The directorial career of Ulli Lommel has been a strange one. In the late-sixties/early-seventies, he was part of the acting troupe centered around Geran filmmaker Rainer Werner Fassbinder. In 1973, he directed Tenderness of the Wolves, a solid film about serial killer Fritz Haarmann. In the eighties, he gave us The Boogey Man, a not-bad/not-great horror film that wound up being a “video nasty.” Now, he serves up dreck like Zombie Nation. Oh, how the mighty have fallen…
https://www.youtube.com/watch?v=mAzHtgXEN5I
Officer Joe Singer (Gunter Ziegler) is a cop and a serial killer who drugs young women and buries them alive. His partner, Vitalio (Brandon Dean) suspects something is up but can’t convince his fellow officers. One of the young women Singer kills has a voodoo protection spell put on her. When she is buried, the women Singer has killed return from the dead to seek revenge – though they seem to be more interested in finding their place in the world.
If you’re looking for a solid zombie film, Zombie Nation won’t satisfy. While the idea of a serial killer cop is a good one, as is the idea of zombies awakening and searching for their place in the world, combining these two ideas makes for some dull viewing. Taking the ideas at face value instead of exploiting them for potential comedy also drives the film into a rut. And the zombie make-up is terrible: it’s just dark circles around the eyes. We don’t even get decent effects here. But at least we get to see a zombie deprive a dude of his manhood. It’s the little things…
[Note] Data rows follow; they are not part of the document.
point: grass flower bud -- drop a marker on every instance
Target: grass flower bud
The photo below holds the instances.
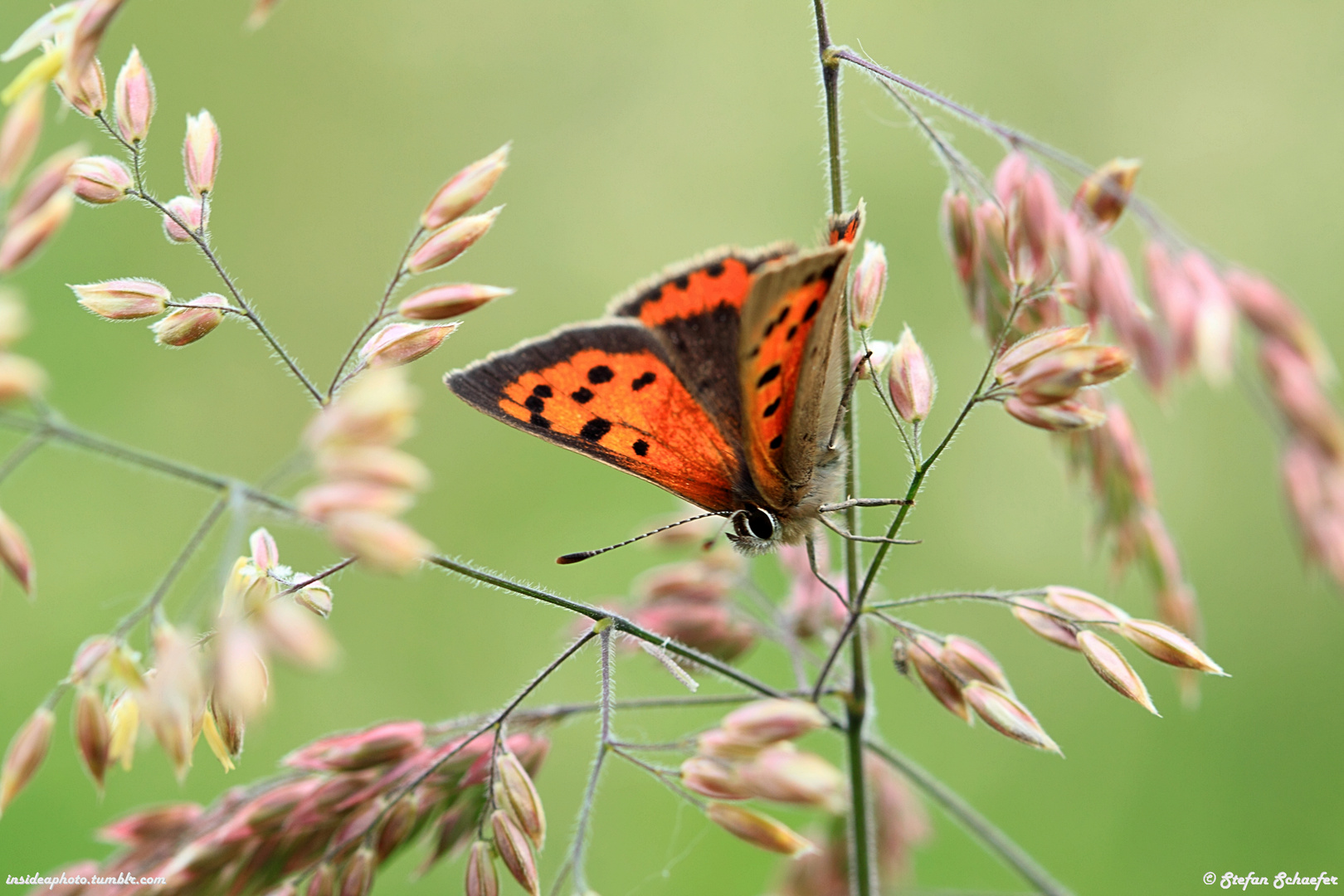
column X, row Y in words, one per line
column 19, row 134
column 1108, row 663
column 450, row 299
column 374, row 464
column 188, row 212
column 1064, row 416
column 515, row 852
column 1105, row 192
column 100, row 180
column 124, row 716
column 194, row 321
column 1274, row 314
column 481, row 876
column 323, row 883
column 910, row 381
column 1166, row 645
column 452, row 241
column 93, row 733
column 316, row 598
column 1083, row 606
column 1006, row 715
column 758, row 830
column 321, row 501
column 124, row 299
column 201, row 153
column 520, row 798
column 26, row 754
column 1042, row 620
column 45, row 183
column 24, row 238
column 869, row 282
column 1027, row 349
column 713, row 778
column 464, row 190
column 788, row 776
column 134, row 100
column 399, row 344
column 972, row 663
column 357, row 878
column 86, row 95
column 1058, row 375
column 88, row 32
column 378, row 746
column 765, row 722
column 15, row 553
column 923, row 655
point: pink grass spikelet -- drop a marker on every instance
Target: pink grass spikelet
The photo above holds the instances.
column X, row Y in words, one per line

The writing is a shining example of how not to write a screenplay. Example: why does Officer Singer take his partners along when he kills the girls? Granted, the other officers at the precinct (which, I should add, is merely a warehouse made to look like a police station) wouldn’t believe that Singer would do such a thing, but why would Singer still run the risk of his pastime being discovered? Also, the movie has a tendency to introduce plot threads that ultimately lead nowhere.
However, there’s a charm in Zombie Nation’s stupidity that makes it hard to dismiss outright. I found myself entertained by its sheer idiocy and dismissal of good film-making. And I’ll cop to a bit of schadenfreude in seeing Lommel go from a high-ranking filmmaker to one wallowing in the lowest regions of genre film-making.
Zombie Nation won’t satisfy even the most forgiving and desperate of zombie fans. But it can’t be denied that there is a bit of entertainment to be found if you’re a fan of bad movies. So if you need something awful to laugh at, consider giving Zombie Nation a spin.